論力の時代

論力の時代―言葉の魅力の社会学 (シリーズ言葉と社会)

論力の時代―言葉の魅力の社会学 (シリーズ言葉と社会)

 

 あいつの論理は正しいが、どうにも物言いが気に食わない。論理より人柄じゃない?論理が一番の正義なのか?口で勝てなきゃ腕力じゃ駄目なのか?一生口だけ達者なインテリに馬鹿は勝てないのか?論理的に逆らいようのない正義(例:煙草の害)を振りかざす者にどう対応すべきなのか?大雑把に言うと、そんな問題提起をしている本で、それは面白いのだけど、どうもその答えが駄目です。気持ちが大事だ、自己表出の高い言葉で、という古典的回答になってしまって、いや本当にその気持ちは痛いほどよくわかるのですが、それじゃ勝てないと思う。吉本さんだってマスイメージ論書いてるわけだから。それに論理じゃない人柄だとなると、尊師だ空中浮遊だという話もでてくるわけで。
発言者の地位や権力やルックスや魅力じゃなくて、論理のみで判断されるというのは実にいいことではないのか。著者が下敷きとするアルヴィン・グールドナーの

理性的言論文化論とは。

議論の力だけにたよって相手から自発的同意を引き出そうとすることにある(自己依拠性)。暴力を使ったり脅しをかけたりするのは論外で、話の最中に自分の社会的地位や権威をもちだすことも禁じられる。性的あるいは人間的魅力をほのめかすのもまたルール違反である。どこまでも、議論の正しさで押していかなければならない。その代わり、相手も同じルールに従うべきだから、どんな権力者も金持ちも美男美女もその言っていることが正しくないとみなされれぼ、厳しい批判にさらされる。次に、不特定多数を対象にして、特定の状況や文脈に縛られない話し方・書き方をすること(脱文脈性)。目の前にいる相手が誰であれ、いつどこで話しているのであれ、つねに匿名の不特定多数の聞き手や読み手に通用する言葉の使い方をする。そのためには、一つ一つの言葉の意味が明確でなければならない。

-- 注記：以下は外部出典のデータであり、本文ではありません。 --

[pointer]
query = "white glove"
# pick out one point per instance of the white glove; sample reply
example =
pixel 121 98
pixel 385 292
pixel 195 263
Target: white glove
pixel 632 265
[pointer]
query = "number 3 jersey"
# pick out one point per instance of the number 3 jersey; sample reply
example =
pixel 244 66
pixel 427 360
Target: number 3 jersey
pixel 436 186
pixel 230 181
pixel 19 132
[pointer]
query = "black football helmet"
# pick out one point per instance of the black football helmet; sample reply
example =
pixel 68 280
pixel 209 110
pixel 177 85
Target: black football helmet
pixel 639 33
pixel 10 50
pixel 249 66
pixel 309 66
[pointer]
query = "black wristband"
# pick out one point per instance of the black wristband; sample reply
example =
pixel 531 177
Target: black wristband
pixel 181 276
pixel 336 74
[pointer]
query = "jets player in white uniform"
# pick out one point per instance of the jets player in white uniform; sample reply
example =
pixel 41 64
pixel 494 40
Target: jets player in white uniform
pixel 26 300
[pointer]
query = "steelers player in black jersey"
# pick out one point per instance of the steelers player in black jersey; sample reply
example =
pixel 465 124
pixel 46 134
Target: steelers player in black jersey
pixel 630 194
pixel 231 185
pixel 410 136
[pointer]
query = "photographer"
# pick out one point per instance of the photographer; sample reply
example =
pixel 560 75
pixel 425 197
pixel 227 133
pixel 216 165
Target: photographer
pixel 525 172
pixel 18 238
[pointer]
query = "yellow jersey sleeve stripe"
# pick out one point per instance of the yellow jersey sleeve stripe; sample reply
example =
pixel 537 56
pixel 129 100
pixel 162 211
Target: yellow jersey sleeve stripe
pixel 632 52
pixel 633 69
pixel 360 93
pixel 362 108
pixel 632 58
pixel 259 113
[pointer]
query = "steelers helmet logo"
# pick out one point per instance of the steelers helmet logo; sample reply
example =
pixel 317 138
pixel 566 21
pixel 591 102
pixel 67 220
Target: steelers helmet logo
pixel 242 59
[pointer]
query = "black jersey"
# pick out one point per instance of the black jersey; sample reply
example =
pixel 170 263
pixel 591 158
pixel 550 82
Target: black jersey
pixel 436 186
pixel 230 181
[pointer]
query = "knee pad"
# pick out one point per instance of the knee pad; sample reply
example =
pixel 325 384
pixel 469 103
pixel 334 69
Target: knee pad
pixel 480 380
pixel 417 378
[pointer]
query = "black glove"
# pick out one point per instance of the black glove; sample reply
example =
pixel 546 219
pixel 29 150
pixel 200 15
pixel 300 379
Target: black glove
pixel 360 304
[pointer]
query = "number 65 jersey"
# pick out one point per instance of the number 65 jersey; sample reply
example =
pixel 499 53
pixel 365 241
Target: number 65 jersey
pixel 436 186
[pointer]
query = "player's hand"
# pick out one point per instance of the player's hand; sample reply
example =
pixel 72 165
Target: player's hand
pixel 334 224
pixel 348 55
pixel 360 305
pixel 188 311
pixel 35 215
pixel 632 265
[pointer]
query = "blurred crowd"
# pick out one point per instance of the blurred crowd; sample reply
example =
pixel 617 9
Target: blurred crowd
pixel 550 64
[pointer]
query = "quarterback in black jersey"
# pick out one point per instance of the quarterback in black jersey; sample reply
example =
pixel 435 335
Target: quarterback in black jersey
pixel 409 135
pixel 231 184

オープンでガチで素晴らしい進歩のはずなのだが、そういう文化は理論偏重になって

感情表現や比喩の洗練、言葉の遊びや即興性など、自発的で個性的な言動を抑圧してしまうことである。理性的言論の力を効果的に発揮するためには、言葉の選択や論理の展開に細心の注息を払わなければならない。(略)
ところが、この慎重さや自己規制や「真面目さ」が「不健康な自意識、ぎこちなくまわりくどい発話、遊びや想像や情熱の禁止、そして自己表現の抑制」をもたらすのである。

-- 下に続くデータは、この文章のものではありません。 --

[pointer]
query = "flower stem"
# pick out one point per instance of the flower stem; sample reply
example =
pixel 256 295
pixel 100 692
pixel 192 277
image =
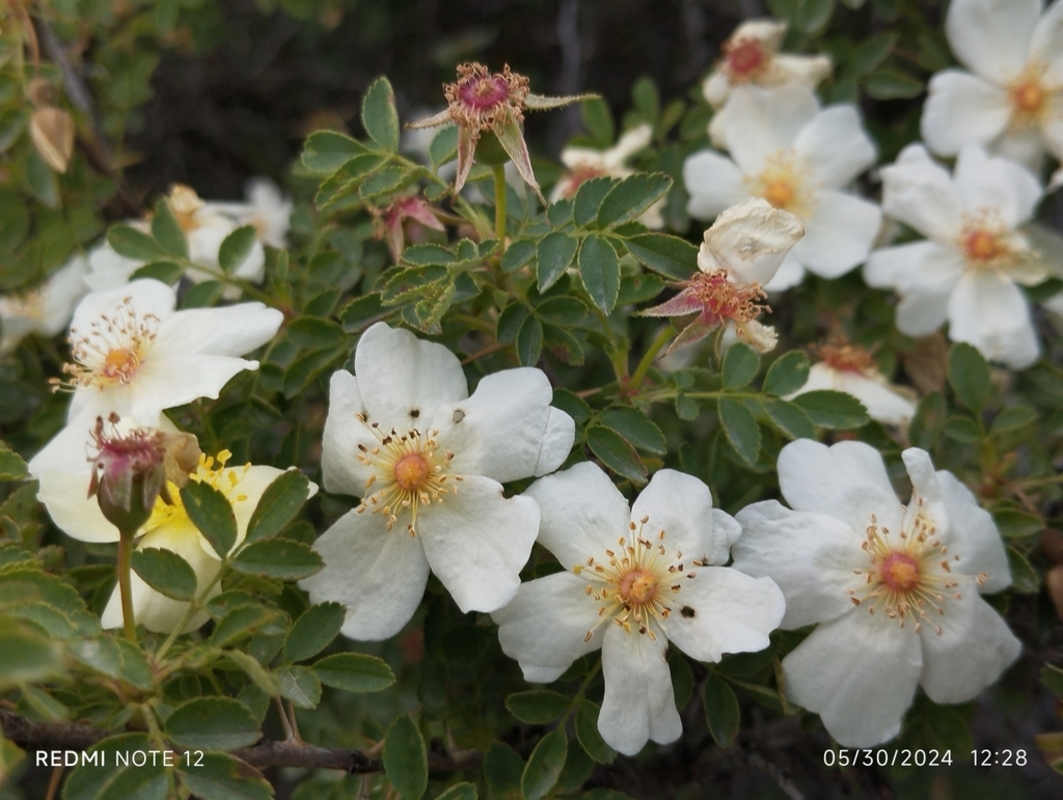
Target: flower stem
pixel 651 355
pixel 125 582
pixel 500 205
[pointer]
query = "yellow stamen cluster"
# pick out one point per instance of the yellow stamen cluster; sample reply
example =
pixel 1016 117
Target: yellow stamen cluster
pixel 481 100
pixel 638 582
pixel 910 576
pixel 225 480
pixel 112 350
pixel 409 473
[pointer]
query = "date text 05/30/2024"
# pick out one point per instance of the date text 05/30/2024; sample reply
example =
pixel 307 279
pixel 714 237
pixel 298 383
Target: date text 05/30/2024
pixel 118 759
pixel 880 758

すごく笑える。いい気になってわけのわかんない文章を長々書いてる方々が沢山いらっしゃいます。で、そういう方々が

真理や正義を語っているつもりでも、結局はその語り方の排他性によって閉じたインテリ・クラブを作り出し、言論や知識を資本とする新しい階級を形成してしまう。

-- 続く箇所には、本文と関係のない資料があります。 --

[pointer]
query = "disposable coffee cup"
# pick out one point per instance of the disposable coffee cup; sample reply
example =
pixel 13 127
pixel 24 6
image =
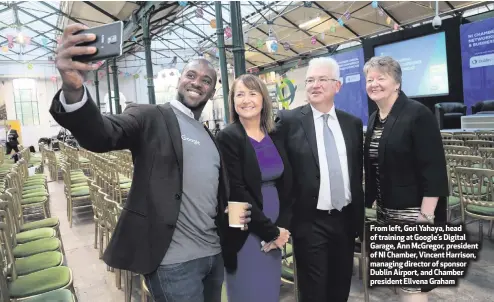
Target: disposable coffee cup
pixel 235 210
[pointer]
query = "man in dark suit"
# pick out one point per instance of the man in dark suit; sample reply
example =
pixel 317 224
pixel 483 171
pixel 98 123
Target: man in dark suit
pixel 12 140
pixel 169 229
pixel 324 146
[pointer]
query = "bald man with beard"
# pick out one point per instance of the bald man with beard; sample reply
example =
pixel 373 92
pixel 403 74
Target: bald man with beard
pixel 169 229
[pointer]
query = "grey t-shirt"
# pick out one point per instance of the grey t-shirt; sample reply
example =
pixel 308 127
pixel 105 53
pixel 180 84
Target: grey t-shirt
pixel 195 235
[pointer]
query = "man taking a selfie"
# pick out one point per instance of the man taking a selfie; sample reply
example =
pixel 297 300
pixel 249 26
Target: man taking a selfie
pixel 169 229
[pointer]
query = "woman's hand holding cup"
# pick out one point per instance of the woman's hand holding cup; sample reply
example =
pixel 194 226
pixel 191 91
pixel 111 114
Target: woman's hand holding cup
pixel 238 214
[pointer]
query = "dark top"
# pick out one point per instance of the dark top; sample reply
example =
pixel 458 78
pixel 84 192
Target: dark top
pixel 244 176
pixel 373 155
pixel 411 159
pixel 297 127
pixel 152 133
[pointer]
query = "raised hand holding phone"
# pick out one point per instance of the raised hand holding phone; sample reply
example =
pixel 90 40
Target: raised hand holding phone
pixel 72 71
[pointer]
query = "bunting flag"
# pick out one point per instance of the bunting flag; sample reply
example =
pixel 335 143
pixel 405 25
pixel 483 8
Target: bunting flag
pixel 228 32
pixel 10 39
pixel 199 13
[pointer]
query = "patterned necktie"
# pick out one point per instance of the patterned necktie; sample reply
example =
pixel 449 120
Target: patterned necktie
pixel 334 167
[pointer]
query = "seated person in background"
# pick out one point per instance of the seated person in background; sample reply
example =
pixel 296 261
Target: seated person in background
pixel 259 173
pixel 171 227
pixel 12 142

実際ボクだってDQNを前にしたときに論理的にDQNぶりを証明していく言葉しかないわけで、それじゃDQNは浮かばれないわけで、お互い平行線なわけで、しかし寅さん的風情で「あんちゃん、いけないよ」とはいかないのでありまして、大変に難しいわけです。
この本の中に禁煙ファシズムに対する不満が書かれていたので、ついでに書くと、少し前に小谷野敦中島義道に「最近のおめえは、ただの小言親父じゃねか」と噛み付いて、ボクも同感だったのでわくわくしてたら、中島は人格攻撃と論点はぐらかしというズルい手段に出てきて、本来ならけしからんのですが、不思議とその文章がおかしみにあふれていまして、ズルいけど、なんとなく中島に勝負ありと言いたくなるもので、次の月でもカントも俺も性格悪いのよ文句あると開き直っていて、論理的には小谷野の勝ちのはずで、ボクも小谷野に味方してあげたいけど、騒音糾弾親父と化していた時にはなかった変なおかしさが滲み出ていて、中島が負けたようにはならなくて、ううむ、難しいものだと思いました。でも他人はそれでいいけど、小谷野本人は憤懣やるかたないのではなかろうか。おそろしやおそろしや。
デモ、小生、煙草スイマセンカラ。